I test my sugar. One-thirty-eight. Not great, not bad. I slip the last glucose tab into my mouth and make amental note to pick up more from the pharmacy in the morning.
I think about going to get another mattress tonight and I almost laugh.
It's almost eight. I don't have a car. I don't have the energy.
The closest thing I know about is a discount store that closes at nine, and I don't have enough cash to buy a mattress at a discount store, and I don't have a way to get a mattress home if I did.
Okay. Fine. New plan.
I find the box marked BEDROOM / LINENS and I dump it on the floor in the one area of the apartment that isn't covered in other boxes, which is a stretch of laminate in the far corner near the window. I spread out a thin blanket that I bought on sale from target three years ago, then place my mother’s blanket, folded in half, on top of that.
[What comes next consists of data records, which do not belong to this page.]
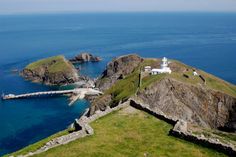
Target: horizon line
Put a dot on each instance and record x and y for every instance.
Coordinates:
(103, 12)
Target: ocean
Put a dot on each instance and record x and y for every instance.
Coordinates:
(203, 40)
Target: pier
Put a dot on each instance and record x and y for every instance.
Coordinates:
(81, 92)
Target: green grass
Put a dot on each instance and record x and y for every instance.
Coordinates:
(130, 134)
(59, 65)
(224, 137)
(37, 145)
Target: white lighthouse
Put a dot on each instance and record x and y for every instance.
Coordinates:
(164, 67)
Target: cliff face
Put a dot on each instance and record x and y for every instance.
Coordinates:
(195, 104)
(210, 103)
(118, 69)
(51, 71)
(85, 57)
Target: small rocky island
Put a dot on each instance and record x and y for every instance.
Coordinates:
(200, 107)
(55, 70)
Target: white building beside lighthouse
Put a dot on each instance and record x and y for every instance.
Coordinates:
(164, 68)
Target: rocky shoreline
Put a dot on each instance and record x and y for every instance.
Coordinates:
(180, 129)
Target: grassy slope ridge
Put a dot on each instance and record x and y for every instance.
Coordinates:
(126, 87)
(60, 64)
(105, 128)
(130, 134)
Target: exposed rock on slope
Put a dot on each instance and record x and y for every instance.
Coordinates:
(51, 71)
(195, 104)
(118, 69)
(85, 57)
(209, 104)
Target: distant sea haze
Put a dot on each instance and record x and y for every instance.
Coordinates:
(205, 41)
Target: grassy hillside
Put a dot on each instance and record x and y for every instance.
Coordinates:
(55, 64)
(126, 87)
(130, 133)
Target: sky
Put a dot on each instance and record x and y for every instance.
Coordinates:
(50, 6)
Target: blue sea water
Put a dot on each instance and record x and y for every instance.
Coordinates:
(204, 40)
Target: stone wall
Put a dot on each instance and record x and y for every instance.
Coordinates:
(84, 129)
(180, 130)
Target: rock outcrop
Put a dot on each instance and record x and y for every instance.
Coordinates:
(85, 57)
(195, 104)
(117, 69)
(51, 71)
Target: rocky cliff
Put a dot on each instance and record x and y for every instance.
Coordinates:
(51, 71)
(118, 69)
(203, 100)
(85, 57)
(196, 104)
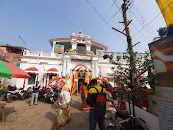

I lay a sheet over it and throw my pillow towards the wall where my head will be.
It's not a bed. It's a pile. But it's a pile of soft things on a clean floor, and it will just have to do for tonight.
A laugh comes out of me without permission and it is not a pretty sound.
This isn’t how I envisioned my life turning out when I first met Jason.
By the time I was moving in with him I was fully expecting a wedding within a year, not two hospital trips and questioning my own sanity.
But at least I’m laughing in my own apartment, and that’s a thing I have not done in the longest time.
The sound of it bounces off the empty walls and comes back to me strange.
I fill the kettle, put it on the stove and turn the burner. It takes three tries to light because the pilot is being difficult, but it goes.
While the water heats, I walk to the window.
The fire escape is outside. Below it, the alley that runs between my building and the building next door. A dumpster. A back door to what looks like a restaurant. A strip of sky that is already dark, because it's April and the sun went down shortly after I got here.
There's a car parked under the streetlight.
The kettle whistles, dragging my attention back to the apartment.
I pour the hot water into the mug over an herbal tea that promises me a good night’s sleep.
I wonder if it means even on a pile of blankets.
The faucet drips as I watch steam curl from the mug.
It’s something to let the super know about, but I can’t imagine he will be in a hurry to fix it if the elevator situation is anything to go by.
The apartment is small. But it’s mine. The door is locked; the chain is on and nobody in this city has my address except a landlord who didn't bother to show up and a tow yard that wrote it on a form. There are no men here taking up my space. As far as I’m concerned, there’ll be no man here for the foreseeable future.
I sit down on the makeshift bed I’ve made for myself.
I put the mug on the floor beside me, and pull my mother's blanket up over my knees. I look at the ceiling and choose to ignore the water-stain above the door to the small bathroom.
"I'm free,” I say to myself, quietly. “This is my new beginning.”
The radiator hisses in acknowledgement.